Are we about to reach ‘peak genome assembly’?

  Sanger Peak . Image from Google Maps.

Sanger Peak. Image from Google Maps.

The ever-declining costs of DNA sequencing technologies — no, I’m not going to show that graph — has meant that the field of genome assembly has exploded over the last decade.

Plummeting costs are obviously not the only reason behind this. The evolving nature of sequencing technologies has meant that this year has pushed us into the brave new era of megabase pair read lengths!

Think of the poor budding yeast: the first eukaryotic species to have its (12 Mbp) genome sequenced. There was a time when the sequencing of individual yeast chromosomes would merit their own Nature publication! Now only chromosome IV remains as the last yeast chromosome whose length couldn’t be exceeded by a single Oxford Nanopore read (but probably not for much longer!). Update 2018-09-12: a 2.2 Mbp Nanopore read means that chromsome IV's length has now been eclipsed!

Looking for genome assembly publications

I turned to the font of all (academic) knowledge, Google Scholar, for answers. I wanted to know whether interest in genome assembly had reached a peak, and by ‘interest’ I mean publications or patents that specifically mention either ‘genome assembly’ or ‘de novo assembly’.

Some obvious caveats:

  1. Google Scholar is not a perfect source of publications: some papers are missing, some appear multiple times, and occasionally some are associated with the wrong year.
  2. Publications are increasing in many fields due to more scientists being around and the inexorable rise of if-you-pay-us-money-and-randomly-hit-keys-on-your-keyboard-we-will-publish-it publishing. So a rise in publications in topic 'X' does not necessarily reflect more interest in that topic.
  3. Not all publications concerning genome assembly will contain the phrases ‘genome assembly’ or ‘de novo assembly’.

Caveats aside, let’s see what Google thinks about the state of genome assembly:

Click to enlarge

Does this tell us anything?

So there’s clearly been a pretty explosive growth in publications concerning genome assembly over the last couple of decades. Interestingly, the data from 2017 suggest that the period of exponential growth is starting to slow just a little bit. However, it would seem that we have not reached ‘peak genome assembly’ just yet.

There are, no doubt, countless hundreds (thousands?) of publications that concern technical aspects of genome assembly which have reached dead ends or which have become obsolete (pipelines for your ABI SOLiD data?).

Maybe we are starting to reach an era where the trio of leading technologies (Illumina, Pacific Biosciences, and Oxford Nanopore) are good enough to facilitate — alone, or in combination — easier (or maybe less troublesome) genome assemblies. I’ve previously pointed out how there are more ‘improved’ assemblies being published than ever before.

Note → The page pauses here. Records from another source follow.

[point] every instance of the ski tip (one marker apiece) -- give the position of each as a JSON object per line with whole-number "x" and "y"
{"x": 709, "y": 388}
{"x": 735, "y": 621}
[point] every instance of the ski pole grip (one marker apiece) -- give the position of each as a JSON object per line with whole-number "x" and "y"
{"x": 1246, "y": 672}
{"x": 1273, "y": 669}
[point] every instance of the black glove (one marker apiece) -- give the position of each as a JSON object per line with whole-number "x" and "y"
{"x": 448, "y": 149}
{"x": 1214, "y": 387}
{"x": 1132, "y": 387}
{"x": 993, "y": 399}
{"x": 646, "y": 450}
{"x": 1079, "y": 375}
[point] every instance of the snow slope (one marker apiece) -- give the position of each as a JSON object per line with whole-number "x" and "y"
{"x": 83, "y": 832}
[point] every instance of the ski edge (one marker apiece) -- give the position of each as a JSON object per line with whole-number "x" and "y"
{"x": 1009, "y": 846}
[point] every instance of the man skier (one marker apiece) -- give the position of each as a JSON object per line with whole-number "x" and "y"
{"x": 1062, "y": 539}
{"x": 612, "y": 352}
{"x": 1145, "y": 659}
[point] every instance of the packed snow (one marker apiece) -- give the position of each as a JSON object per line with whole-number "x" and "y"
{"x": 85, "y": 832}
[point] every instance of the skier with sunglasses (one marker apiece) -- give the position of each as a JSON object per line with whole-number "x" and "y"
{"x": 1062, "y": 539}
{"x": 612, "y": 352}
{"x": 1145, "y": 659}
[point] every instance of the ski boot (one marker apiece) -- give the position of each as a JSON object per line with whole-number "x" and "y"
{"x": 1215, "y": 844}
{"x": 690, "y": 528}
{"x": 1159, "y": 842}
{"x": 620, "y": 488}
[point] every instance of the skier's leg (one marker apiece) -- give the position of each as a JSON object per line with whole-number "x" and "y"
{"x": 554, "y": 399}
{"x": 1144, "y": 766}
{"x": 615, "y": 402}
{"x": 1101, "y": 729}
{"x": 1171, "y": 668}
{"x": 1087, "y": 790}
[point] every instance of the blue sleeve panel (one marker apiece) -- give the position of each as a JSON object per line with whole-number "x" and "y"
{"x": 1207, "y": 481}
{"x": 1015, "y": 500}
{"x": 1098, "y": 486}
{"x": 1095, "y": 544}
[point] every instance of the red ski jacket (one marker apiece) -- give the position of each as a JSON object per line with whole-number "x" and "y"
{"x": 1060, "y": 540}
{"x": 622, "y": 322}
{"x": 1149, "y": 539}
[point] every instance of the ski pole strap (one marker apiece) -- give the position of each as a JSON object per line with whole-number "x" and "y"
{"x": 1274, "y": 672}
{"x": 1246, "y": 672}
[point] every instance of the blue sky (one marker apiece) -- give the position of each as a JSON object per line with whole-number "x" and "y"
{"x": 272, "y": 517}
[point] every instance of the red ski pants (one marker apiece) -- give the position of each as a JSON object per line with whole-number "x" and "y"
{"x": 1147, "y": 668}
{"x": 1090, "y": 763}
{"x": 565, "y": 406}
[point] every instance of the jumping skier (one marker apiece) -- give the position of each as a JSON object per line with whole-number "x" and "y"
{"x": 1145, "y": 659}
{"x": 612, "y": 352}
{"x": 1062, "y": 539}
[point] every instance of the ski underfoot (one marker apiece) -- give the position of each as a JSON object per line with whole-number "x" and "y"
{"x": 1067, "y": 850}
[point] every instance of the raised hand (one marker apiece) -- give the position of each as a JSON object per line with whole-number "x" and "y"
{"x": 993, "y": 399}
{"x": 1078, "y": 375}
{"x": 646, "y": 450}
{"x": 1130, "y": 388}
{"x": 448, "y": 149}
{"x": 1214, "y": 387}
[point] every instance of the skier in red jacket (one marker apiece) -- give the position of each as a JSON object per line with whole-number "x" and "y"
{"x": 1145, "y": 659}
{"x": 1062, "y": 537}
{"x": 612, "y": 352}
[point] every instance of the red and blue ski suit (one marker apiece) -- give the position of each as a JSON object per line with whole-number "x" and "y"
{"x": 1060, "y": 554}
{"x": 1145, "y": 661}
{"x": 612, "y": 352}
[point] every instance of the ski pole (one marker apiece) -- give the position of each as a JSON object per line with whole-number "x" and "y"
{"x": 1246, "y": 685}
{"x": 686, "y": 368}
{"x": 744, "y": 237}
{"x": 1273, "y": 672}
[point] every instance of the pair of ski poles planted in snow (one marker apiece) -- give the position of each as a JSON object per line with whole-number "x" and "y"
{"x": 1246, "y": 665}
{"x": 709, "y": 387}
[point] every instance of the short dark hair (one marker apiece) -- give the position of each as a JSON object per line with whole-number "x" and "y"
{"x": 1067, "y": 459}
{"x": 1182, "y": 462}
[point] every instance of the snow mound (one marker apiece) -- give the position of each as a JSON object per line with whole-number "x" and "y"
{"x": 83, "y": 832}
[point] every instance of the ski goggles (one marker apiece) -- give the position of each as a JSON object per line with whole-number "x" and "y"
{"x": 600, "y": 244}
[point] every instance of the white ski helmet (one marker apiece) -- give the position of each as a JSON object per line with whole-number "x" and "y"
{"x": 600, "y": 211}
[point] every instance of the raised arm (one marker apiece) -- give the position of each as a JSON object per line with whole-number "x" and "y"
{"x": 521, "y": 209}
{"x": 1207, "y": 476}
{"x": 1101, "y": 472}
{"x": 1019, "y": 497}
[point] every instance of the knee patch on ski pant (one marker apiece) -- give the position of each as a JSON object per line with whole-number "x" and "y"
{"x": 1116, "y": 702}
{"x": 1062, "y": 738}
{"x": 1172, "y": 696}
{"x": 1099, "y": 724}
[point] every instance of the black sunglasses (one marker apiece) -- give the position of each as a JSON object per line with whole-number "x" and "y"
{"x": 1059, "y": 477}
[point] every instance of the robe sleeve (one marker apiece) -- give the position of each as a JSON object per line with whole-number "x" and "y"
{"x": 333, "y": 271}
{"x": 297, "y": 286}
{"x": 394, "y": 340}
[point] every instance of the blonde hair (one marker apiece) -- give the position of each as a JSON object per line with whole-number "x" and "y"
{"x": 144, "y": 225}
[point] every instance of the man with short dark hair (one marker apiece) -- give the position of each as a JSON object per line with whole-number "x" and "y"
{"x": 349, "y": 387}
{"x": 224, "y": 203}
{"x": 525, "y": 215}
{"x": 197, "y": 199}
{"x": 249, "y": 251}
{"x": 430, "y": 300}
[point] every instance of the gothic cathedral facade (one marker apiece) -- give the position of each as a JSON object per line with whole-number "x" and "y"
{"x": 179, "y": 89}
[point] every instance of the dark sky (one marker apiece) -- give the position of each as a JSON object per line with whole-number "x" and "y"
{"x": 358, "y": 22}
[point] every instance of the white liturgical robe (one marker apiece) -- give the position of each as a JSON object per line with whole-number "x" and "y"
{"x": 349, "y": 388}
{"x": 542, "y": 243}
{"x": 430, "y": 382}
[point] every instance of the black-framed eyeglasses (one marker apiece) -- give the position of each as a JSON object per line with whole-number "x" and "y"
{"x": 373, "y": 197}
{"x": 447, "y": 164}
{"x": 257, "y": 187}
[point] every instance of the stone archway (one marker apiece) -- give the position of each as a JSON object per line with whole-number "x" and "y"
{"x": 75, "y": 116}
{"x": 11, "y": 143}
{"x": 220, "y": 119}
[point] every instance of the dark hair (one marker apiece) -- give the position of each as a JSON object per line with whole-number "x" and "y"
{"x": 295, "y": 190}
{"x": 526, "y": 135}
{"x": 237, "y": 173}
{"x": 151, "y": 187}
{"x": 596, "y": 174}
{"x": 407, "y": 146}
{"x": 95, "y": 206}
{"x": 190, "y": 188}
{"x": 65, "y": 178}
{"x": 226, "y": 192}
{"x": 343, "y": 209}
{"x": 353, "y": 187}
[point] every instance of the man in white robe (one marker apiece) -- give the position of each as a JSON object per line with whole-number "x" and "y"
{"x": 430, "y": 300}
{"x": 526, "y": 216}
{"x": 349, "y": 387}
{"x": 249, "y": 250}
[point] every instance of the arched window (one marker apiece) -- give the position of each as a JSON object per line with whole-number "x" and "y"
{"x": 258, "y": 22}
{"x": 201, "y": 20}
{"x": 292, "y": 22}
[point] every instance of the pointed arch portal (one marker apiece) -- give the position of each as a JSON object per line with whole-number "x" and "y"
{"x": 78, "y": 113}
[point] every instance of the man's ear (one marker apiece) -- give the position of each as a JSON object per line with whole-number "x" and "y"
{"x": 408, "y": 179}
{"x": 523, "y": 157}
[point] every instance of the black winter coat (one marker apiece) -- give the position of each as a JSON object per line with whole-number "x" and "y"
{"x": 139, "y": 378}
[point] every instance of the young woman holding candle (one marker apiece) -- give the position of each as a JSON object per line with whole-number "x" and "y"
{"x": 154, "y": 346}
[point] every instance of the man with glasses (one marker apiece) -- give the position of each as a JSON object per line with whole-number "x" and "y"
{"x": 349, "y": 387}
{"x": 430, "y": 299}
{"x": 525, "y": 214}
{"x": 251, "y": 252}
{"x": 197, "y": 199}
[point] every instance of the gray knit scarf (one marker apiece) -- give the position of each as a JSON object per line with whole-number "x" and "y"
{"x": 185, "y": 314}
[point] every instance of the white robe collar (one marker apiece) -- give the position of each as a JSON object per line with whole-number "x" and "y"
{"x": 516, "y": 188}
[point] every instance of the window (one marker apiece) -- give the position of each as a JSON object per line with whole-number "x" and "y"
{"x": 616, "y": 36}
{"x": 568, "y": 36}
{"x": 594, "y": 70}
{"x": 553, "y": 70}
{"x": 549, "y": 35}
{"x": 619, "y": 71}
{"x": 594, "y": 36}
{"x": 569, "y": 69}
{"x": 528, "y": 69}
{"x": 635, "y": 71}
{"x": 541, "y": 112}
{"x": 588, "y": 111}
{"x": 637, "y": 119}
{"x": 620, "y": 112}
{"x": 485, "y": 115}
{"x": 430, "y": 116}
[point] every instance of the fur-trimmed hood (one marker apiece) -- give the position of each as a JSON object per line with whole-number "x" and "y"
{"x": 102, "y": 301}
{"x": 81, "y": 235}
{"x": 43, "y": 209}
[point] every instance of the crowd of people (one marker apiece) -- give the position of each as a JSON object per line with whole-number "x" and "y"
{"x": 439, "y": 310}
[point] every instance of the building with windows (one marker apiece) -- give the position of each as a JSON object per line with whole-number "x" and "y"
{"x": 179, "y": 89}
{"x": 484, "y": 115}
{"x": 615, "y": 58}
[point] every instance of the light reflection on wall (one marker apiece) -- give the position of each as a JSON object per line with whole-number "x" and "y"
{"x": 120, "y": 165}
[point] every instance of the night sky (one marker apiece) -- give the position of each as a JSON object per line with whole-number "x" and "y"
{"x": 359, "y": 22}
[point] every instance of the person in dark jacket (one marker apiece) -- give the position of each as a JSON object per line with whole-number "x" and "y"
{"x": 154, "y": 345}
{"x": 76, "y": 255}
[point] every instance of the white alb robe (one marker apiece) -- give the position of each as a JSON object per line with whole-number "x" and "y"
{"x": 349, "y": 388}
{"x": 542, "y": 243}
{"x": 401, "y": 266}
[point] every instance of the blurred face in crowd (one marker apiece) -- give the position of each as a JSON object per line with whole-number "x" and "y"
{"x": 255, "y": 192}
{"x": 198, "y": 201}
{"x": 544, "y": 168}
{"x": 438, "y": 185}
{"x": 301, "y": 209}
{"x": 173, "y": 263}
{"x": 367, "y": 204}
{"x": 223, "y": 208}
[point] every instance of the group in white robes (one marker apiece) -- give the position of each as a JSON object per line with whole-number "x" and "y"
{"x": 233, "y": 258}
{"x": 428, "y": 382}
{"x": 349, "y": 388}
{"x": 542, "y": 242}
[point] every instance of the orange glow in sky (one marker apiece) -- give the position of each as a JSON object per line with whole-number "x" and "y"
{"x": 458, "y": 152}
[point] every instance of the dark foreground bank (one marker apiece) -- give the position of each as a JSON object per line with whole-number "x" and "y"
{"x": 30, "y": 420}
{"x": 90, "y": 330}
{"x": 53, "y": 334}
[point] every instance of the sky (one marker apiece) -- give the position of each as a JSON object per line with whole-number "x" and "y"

Maybe the field has finally moved the focus away from ‘how do we do get this to work properly?’ to ‘what shall we assemble next?’. In a follow-up post, I’ll be looking at the rise and fall of different sequencing technologies throughout this era.

Update 2018-08-13: Thanks to Neil Saunders for crunching the numbers in a more rigourous manner and applying a correction for total number of publications published per year. The results are, as he notes, broadly similar.